Updated: Aug 18, 2021

It was a half-century ago, but the names still resonate: Muhammad Ali, Joe Frazier and George Foreman were the heavyweight-boxing kings of the 1970s. While Ali has been the subject of multiple biographies, and Mark Kram Jr. produced “Smokin’ Joe: The Life of Joe Frazier” last year, George Foreman has been without his Boswell—until now. In “No Way but to Fight,” Andrew R.M. Smith, a professor at Nichols College in Massachusetts, has written an insightful life study. It illuminates the many ways in which Mr. Foreman has differed from his storied competitors and found a kind of postcareer success that eluded them.


To the broader public, Mr.

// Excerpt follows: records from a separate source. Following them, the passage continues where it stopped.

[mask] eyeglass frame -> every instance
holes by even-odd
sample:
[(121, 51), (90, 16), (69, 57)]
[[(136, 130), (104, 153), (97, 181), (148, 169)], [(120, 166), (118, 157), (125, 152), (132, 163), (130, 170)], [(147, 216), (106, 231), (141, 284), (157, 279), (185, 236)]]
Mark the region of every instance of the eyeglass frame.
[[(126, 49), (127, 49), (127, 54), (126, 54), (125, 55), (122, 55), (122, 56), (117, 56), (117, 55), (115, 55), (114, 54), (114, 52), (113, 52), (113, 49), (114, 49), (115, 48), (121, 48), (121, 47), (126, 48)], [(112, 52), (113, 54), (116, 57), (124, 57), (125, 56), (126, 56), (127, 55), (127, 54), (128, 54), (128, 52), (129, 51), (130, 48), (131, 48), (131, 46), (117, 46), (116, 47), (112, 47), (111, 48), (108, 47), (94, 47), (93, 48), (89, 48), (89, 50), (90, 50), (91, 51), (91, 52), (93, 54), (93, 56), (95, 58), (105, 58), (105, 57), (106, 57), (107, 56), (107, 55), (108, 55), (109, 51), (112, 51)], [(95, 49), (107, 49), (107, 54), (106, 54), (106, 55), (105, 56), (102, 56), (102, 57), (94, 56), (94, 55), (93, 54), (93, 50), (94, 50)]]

Foreman (now 71) may be best known as a latter-day pitchman, once a frequent face in TV spots and print ads. But in his prime he was a truly remarkable athlete, with, it turns out, a remarkable back story. A child of Houston’s hardscrabble Fifth Ward, he grew up in abject poverty. Mr. Smith tells us that he seldom had enough to eat, and “his clothes, which came from donation bags, instantly marked him as poor. Worse than poor.”


At 19, by then a former participant in Lyndon Johnson’s Job Corps, Mr. Foreman won the gold medal at the 1968 Mexico City Olympics. A virtual novice, he entered the Games with a humble 18-4 record. In the finals, he defeated the Soviet Union’s Jonas Čepulis, an opponent 10 years his senior and a veteran of more than 220 bouts.